Dimanche 13 mars 2011 - La famille : questions actuelles et avenir des diversités ?
Mme Martine Segalen, sociologue – P. Jacques de Longeaux, théologien

Retransmissions :
 Revoir sur le site internet de KTO.

Arrêt de la retransmission en direct des conférences de Carême par France Culture, une tradition datant de 1946.
 Dimanche 13 mars dans l’après-midi, les auditeurs de France Culture n’ont pu entendre en direct la première des Conférences de Carême, depuis Notre-Dame de Paris. La station publique a fait savoir vendredi que les Conférences étaient désormais accessibles sur son site Internet et en différé sur les ondes à minuit.
 Lire le communiqué du diocèse de Paris à ce sujet le vendredi 11 mars..
 Lire la réaction du cardinal André Vingt-Trois (interview pour le journal La Croix)..

Lire ci-dessous le texte des conférences.
Reproduction papier ou numérique interdite.
Le texte des conférences sera publié chez Parole et Silence : sortie du livre le 17 avril 2011.

Mme Martine Segalen, sociologue

Ni en miettes, ni désinstitutionnalisée, la famille, les familles de ce XXIe siècle sont cependant méconnaissables. Mon maître le sociologue Henri Mendras écrivait dans le Monde en 2002 : « En vingt ans, la monogamie absolue instaurée par le Christ et réitérée avec force par saint Paul […], ce fondement de la civilisation de l’Occident chrétien s’écroulait sous l’influence de quelques soixante-huitards : révolution de mœurs à l’échelle millénaire dont on n’a pas encore mesuré les conséquences ultimes sur notre système de filiation et sur la construction de la personnalité des enfants. »

Henri Mendras a certes raison : la monogamie a fait place à la polygamie successive avec les remariages ou remises en couple, le lien de filiation est fragilisé par ces nouvelles formes familiales comme celles qui sont issues des bio-technologies, l’encadrement moral qu’offrait la religion s’est effondré, les rapports entre parents et enfants connaissent une véritable révolution du fait des conséquences du contrôle de la procréation, et sur le plan des valeurs, de la disparition de l’autorité au sein de la famille.

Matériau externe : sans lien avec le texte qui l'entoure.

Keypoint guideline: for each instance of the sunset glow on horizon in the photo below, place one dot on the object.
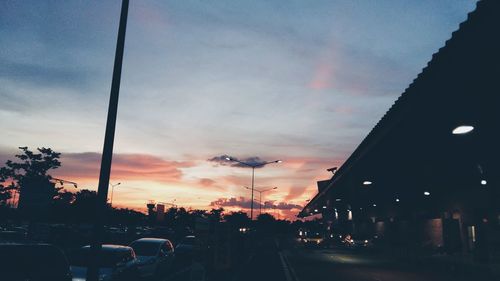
(256, 80)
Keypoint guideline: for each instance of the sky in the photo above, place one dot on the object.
(299, 81)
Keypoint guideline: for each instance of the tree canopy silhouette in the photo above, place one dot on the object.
(29, 175)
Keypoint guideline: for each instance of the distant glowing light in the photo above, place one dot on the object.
(464, 129)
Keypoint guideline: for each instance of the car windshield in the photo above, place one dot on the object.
(188, 241)
(145, 248)
(82, 257)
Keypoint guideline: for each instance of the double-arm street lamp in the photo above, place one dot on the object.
(112, 191)
(260, 196)
(253, 166)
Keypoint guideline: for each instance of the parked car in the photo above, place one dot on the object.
(33, 262)
(356, 242)
(115, 263)
(313, 239)
(154, 256)
(189, 248)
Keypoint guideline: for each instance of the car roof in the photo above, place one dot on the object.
(111, 248)
(151, 240)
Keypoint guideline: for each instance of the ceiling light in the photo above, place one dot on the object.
(463, 129)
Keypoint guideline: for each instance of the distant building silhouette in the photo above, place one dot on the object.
(418, 179)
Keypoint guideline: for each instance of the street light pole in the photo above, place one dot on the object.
(112, 191)
(260, 196)
(107, 151)
(253, 166)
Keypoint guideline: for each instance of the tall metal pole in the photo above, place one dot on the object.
(107, 153)
(251, 204)
(260, 203)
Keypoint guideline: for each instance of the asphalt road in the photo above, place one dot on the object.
(306, 264)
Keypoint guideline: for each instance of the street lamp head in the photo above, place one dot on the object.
(463, 129)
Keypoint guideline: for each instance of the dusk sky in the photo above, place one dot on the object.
(300, 81)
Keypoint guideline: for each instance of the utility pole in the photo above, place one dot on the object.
(107, 153)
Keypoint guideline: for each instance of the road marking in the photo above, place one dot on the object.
(290, 274)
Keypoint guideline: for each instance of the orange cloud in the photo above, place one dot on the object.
(125, 167)
(206, 182)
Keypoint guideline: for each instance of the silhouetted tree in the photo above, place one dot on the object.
(29, 175)
(237, 219)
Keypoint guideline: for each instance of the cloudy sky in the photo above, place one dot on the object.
(300, 81)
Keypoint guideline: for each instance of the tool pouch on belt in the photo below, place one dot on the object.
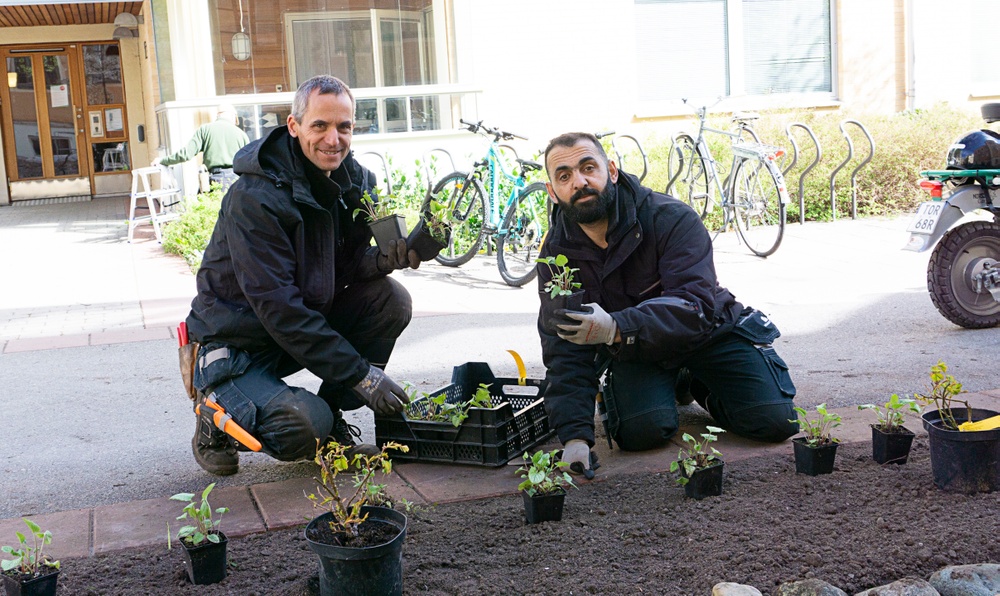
(188, 354)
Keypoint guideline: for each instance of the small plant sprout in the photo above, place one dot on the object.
(891, 414)
(817, 430)
(544, 473)
(375, 210)
(29, 559)
(697, 454)
(346, 506)
(562, 283)
(944, 388)
(204, 526)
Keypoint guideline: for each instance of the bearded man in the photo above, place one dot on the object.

Analyse brillante, mais qui tend à dramatiser le tableau et renforce le mythe du passage brutal d’un modèle à un autre et implicitement du bien au mal. On décèle dans ses affirmations une inquiétude qui pourtant n’est pas nouvelle : déjà Louis de Bonald, porte-voix des légitimistes au début du XIXe siècle, avait dénoncé la « déconstitution de la famille » liée à l’adoption du Code civil et de l’héritage égalitaire qui privait les parents du choix de l’héritier ; après lui, le sociologue Frédéric Le Play parlait de « décadence » et s’alarmait de la montée de l’individualisme. Plus tard, la médecine s’inquiétera de la montée du « péril vénérien ». Entre les deux guerres, les craintes seront de nature démographique. Enfin, après la seconde guerre mondiale, au temps du fameux babyboom, des sociologues très écoutés comme Jean Stoetzel redouteront que la mise en place de l’Etat providence ne vienne à « renforcer les égoïsmes et à rompre la solidarité entre les générations ». Et pourtant, dans les années 1960, cette famille donne alors tous les signes de santé : jamais on ne s’est tant marié, ni marié si jeune, le taux des divorces est faible, le nombre d’enfants mis au monde suffit à renouveler les générations. On dit alors de la famille qu’elle est « bastion », « rempart » contre l’agression d’un monde qui connaît un fort développement économique et changement social. Mais voilà que tout va changer dans les comportements familiaux : le socio-démographe Henri Léridon dit que pour la famille, 1968 a eu lieu trois années auparavant, alors que partout en Europe, s’observe de façon concomitante, le renversement des courbes démographiques. Ces comportements traduisent sans aucun doute une réelle cassure préparée de longue date par un changement dans les mentalités.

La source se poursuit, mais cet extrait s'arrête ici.